A esnobe Constança tende a manter-se sempre a mesma: em qualquer estado de
espírito, esteja onde estiver, durante todo o desenrolar do filme sua figura é altiva e
elegante no porte – ainda que seja uma altivez tranqüila, sem arrogância ou excessos. Já
a camaleoa Biela é mutante, vai sendo tecida, destecida, re-tecida: sua imagem se forma
e se transforma na primeira metade da narrativa fílmica.
Biela camaleão
Seduzida pelo fazer persuasivo da prima, Biela tenta mudar e começa pela
substituição dos trajes. Embora faça isso com relutância, o que se evidencia em
expressões faciais contrafeitas ao provar os vestidos, na rigidez em que caminha quando
enverga os novos trajes, repletos de adereços, bem elaborados e confeccionados em
panos caros, de boa qualidade: membros rígidos, esticados, pernas e braços abertos além
do que seria necessário; passos duros, como se fora um autômato, uma boneca de pau
animada, porém parcamente provida de movimentos articulatórios. Muito distintas
daquelas a que estava acostumada, as roupas agora são acinturadas, apresentando
camadas e superposições; misturam cores e tecidos, laços e babados, tudo isso
articulado em composições elaboradas que parecem amarrá-la, tolhendo a expansão
corporal, impedido-lhe a espontaneidade do caminhar e dos gestos.
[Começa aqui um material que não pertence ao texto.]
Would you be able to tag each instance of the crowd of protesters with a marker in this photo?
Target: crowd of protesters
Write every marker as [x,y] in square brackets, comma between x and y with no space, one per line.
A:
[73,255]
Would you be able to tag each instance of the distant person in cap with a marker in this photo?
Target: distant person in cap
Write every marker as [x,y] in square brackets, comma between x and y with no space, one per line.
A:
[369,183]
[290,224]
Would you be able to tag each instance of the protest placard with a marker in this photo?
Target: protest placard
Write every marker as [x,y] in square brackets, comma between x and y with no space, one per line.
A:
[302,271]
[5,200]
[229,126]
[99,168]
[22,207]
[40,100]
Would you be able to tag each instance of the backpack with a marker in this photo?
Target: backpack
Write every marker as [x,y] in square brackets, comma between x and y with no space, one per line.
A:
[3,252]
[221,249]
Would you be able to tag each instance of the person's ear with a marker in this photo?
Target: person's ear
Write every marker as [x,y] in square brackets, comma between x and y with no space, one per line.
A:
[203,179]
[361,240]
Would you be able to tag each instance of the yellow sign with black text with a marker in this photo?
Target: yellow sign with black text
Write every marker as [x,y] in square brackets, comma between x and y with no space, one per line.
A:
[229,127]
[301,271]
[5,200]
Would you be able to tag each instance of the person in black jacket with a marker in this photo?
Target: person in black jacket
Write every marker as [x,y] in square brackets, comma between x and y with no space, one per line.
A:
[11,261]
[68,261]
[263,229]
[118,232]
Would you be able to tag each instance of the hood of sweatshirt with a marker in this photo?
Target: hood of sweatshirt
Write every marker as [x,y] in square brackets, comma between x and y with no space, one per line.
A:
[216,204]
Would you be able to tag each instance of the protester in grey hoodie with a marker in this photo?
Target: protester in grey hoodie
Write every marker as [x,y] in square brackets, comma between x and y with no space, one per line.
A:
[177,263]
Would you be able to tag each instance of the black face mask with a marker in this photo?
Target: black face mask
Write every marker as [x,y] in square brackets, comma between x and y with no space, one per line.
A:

A transformação
operada no quarto de costura resulta numa espécie de reificação: Biela, portando vestes
que não lhe permitem ser nem fazer, parece um objeto. Que não agrada aos outros nem
a si própria.
A vez do urso
O xale de novo, a trouxa outra vez. A sombrinha vermelha. Sem se importar com
a opinião alheia, com o seu modo de se dar a ver, Biela recupera as vestes originais com
que chegara à cidade. Passa a olhar de frente, não mais de soslaio. Os gestos adquirem
firmeza e vigor, anda com mais desenvoltura. Ainda assim, cumpre ressaltar, são gestos
e passos que a personagem desenvolve atuando nos espaços periféricos pelos quais
optou: o quarto isolado, localizado na parte dos fundos do terreno na casa dos primos, as
áreas de serviço. Dentre os dois xales que desfila no filme um, recorrente e de elaborada
tessitura, chama a atenção: pertencera à mãe perdida na infância – também perdida – e
aparece deslocado para os ombros de Biela; resquício metonímico, herança da mãe,
tramas que remetem à Fazenda do Fundão. Retoma todos os seus vestidos escorridos,
desprovidos de pregas artificiosas, de recortes insinuantes; as saias amplas e
confortáveis, as blusas simples: nada de amarrações elaboradas, de botõezinhos
minúsculos enlaçados por alcinhas de pano; nos pés, outra vez as velhas botinas.
Cabelos apanhados em tranças singelas, despretensiosas. Significado especial pode ser
atribuído à recuperação do xale da mãe – o mesmo usado na ocasião em que, ao ser
apresentada ao padre da cidade, anunciara-lhe protocolarmente seu nome completo,
prenúncio do auto-batismo que só agora, ao final de seu percurso, poderia
verdadeiramente enunciar: “Eu me chamo Gabriela da Conceição Fernandes”.